‘Álbuns de Família: Fotografias da diáspora africana na Grande Lisboa’. Porque a fotografia colonial pode ser uma forma de desumanização.
O Padrão dos Descobrimentos tem, desde o final de Abril, uma exposição com fotografias da autorrepresentação da diáspora africana em Portugal.
A exposição temporária chama-se ‘Álbuns de Família: Fotografias da diáspora africana na Grande Lisboa’ e estará no Padrão até ao final de Novembro.
São milhares de imagens que diversos africanos registaram de si próprios e das suas comunidades (ou fotografias herdadas) em Lisboa desde 1975, ano em que Portugal deixou de dominar nas ex-colónias.
Há recordações de momentos de gravidez, ou de festas de casamento, ou simplesmente de uma criança, aparentemente pobre, junto a uma casa.
Filipa Lowndes Vicente e Inocência Mata são responsáveis pela curadoria científica: “É uma exposição que quer tornar visíveis os rostos de pessoas, que são sempre vistas como não fazendo parte do corpo da nação.
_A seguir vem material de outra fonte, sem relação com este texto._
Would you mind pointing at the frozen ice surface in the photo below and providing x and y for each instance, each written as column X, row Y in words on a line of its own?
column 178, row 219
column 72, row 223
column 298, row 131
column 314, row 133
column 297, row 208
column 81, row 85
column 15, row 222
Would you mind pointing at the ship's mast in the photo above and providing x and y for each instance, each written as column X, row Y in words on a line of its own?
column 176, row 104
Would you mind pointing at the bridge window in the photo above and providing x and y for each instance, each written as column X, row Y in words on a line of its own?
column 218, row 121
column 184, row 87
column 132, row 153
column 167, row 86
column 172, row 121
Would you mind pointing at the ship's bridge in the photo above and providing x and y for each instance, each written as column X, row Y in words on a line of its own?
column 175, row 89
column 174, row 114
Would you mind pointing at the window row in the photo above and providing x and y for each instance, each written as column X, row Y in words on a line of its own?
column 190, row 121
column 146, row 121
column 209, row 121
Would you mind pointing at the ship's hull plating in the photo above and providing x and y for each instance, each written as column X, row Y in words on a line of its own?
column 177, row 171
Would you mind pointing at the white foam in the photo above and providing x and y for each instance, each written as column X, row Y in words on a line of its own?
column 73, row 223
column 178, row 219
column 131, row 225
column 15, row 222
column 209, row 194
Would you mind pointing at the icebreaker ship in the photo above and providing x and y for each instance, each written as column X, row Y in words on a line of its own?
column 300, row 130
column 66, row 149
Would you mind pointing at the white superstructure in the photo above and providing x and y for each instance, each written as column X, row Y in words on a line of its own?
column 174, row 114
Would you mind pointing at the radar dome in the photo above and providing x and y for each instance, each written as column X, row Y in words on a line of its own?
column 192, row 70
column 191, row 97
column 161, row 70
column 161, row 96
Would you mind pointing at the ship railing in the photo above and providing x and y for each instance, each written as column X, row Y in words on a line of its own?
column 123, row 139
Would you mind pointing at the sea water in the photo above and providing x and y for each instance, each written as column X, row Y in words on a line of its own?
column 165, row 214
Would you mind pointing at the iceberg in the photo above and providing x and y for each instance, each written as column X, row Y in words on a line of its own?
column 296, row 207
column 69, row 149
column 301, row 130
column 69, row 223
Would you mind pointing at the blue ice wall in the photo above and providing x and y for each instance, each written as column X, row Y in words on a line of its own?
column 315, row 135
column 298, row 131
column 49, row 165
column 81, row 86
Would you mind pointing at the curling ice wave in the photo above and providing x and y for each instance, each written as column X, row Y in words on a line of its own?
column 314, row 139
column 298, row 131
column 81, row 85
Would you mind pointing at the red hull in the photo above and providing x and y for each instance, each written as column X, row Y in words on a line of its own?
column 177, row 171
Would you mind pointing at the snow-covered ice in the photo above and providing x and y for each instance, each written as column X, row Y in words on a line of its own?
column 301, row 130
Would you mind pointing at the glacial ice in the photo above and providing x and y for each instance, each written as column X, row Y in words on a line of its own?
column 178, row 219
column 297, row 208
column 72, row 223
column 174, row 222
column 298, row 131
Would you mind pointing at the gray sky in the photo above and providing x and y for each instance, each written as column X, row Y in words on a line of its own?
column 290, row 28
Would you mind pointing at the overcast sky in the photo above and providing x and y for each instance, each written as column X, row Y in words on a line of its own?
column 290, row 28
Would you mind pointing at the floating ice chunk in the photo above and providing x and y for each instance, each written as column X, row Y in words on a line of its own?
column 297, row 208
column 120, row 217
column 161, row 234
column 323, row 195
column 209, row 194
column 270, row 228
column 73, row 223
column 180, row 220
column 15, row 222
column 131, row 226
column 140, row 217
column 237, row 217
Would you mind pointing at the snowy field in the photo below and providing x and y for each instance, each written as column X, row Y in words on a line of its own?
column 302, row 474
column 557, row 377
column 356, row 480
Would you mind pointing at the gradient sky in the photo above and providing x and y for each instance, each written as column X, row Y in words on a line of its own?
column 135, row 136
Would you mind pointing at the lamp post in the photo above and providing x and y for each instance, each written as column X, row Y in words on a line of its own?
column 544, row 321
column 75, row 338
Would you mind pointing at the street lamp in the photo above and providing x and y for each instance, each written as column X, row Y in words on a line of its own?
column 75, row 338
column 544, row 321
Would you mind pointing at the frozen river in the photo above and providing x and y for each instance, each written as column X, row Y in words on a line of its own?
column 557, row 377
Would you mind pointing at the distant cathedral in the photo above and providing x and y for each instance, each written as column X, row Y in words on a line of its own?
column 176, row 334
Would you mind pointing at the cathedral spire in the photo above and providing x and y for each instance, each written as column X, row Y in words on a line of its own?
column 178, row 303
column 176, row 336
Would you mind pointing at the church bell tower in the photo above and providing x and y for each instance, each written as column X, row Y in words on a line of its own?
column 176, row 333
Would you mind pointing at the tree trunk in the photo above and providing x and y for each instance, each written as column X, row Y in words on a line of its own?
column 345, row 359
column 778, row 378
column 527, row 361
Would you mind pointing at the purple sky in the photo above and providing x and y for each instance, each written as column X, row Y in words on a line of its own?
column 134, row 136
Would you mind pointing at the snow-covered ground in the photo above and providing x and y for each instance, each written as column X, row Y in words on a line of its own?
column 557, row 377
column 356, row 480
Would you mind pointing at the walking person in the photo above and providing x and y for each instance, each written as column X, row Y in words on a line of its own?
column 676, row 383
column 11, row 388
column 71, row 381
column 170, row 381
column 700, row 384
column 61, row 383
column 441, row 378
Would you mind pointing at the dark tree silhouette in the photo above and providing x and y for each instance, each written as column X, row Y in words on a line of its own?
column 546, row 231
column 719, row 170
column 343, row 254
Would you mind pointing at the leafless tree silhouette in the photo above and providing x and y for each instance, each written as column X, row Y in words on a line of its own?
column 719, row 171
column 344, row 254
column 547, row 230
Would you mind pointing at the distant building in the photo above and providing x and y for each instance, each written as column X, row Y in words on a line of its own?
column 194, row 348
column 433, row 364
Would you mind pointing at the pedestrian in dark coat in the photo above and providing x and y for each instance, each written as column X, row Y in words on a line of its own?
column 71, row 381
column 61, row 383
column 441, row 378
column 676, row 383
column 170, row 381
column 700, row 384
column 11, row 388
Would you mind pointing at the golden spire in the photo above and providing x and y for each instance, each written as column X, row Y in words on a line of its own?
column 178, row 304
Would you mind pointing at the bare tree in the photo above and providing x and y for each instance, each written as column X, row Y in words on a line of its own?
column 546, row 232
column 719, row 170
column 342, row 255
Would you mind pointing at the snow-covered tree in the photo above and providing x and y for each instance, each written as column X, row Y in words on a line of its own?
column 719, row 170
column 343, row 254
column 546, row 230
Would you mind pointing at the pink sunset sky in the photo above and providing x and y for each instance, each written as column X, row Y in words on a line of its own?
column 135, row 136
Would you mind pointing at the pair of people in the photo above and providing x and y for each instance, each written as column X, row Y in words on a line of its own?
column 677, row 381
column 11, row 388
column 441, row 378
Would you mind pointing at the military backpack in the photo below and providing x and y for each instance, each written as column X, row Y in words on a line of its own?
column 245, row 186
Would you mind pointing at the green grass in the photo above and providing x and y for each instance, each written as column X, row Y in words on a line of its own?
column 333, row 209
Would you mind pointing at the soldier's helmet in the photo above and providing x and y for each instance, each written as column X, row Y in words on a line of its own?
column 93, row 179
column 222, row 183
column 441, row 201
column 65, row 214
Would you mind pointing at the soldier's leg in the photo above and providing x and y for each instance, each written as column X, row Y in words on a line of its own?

É uma exposição que, através da fotografia, dá uma voz a essas pessoas”, comentou Inocência Mata, no Buala.
É uma exposição de autorrepresentação, valorização e de empoderamento da comunidade africana e afrodescendente.
Lisboa, explica a organização, é uma das cidades mais africanas da Europa – a maioria dos africanos que deixaram o país natal depois do 25 de Abril veio para Lisboa.
“Chorei”
Os ecos desta exposição já chegaram ao Reino Unido.
No jornal The Guardian, Filipa Lowndes Vicente admitiu que há imagens “violentas”, mas precisava de criar esta “contra-narrativa”. Ou seja, apresentar outro lado do legado colonial português: a grande e importante comunidade de africanos ou descendentes de africanos em Portugal.
“A fotografia colonial é, muitas vezes, uma forma de desumanização. Por isso, senti realmente a necessidade de ver como a fotografia pode ser usada como forma de autorrepresentação, de autoexpressão, de humanizar as pessoas”, explicou a responsável.
Chalo Correia, cantor, compositor e produtor cultural angolano, soube desta iniciativa e quis participar.
O artista vive há mais de 30 anos em Portugal, onde se tem apercebido de muitos sinais de racismo subtil, que o fizeram sentir que nunca pertenceria totalmente a Portugal.
Pegou em três fotografias (com amigos numa esplanada, num baptizado e numa festa de família) e cedeu-as à exposição.
Meses depois, foi ver a exposição: “Chorei”, confessa. “Senti que compreendia todos os que estavam naquelas fotografias, mesmo que não os conhecesse”.
Filipa acrescenta: “Tivemos um colonialismo tão tardio, um colonialismo tão anormal e absurdo até 1975. E, portanto, estas histórias estão muito presentes no nosso dia-a-dia”.
Recorde-se: a exposição é no Padrão dos Descobrimentos, um monumento de homenagem a grandes figuras dos tempos dos “descobrimentos” portugueses. Por isso, algumas famílias recusaram participar.
Mas Filipa Lowndes Vicente explica: “Dentro do monumento, estamos a dar outro significado ao próprio monumento, com esta exposição”.
E é uma forma de fazer as “reparações” que Marcelo Rebelo de Sousa sugeriu.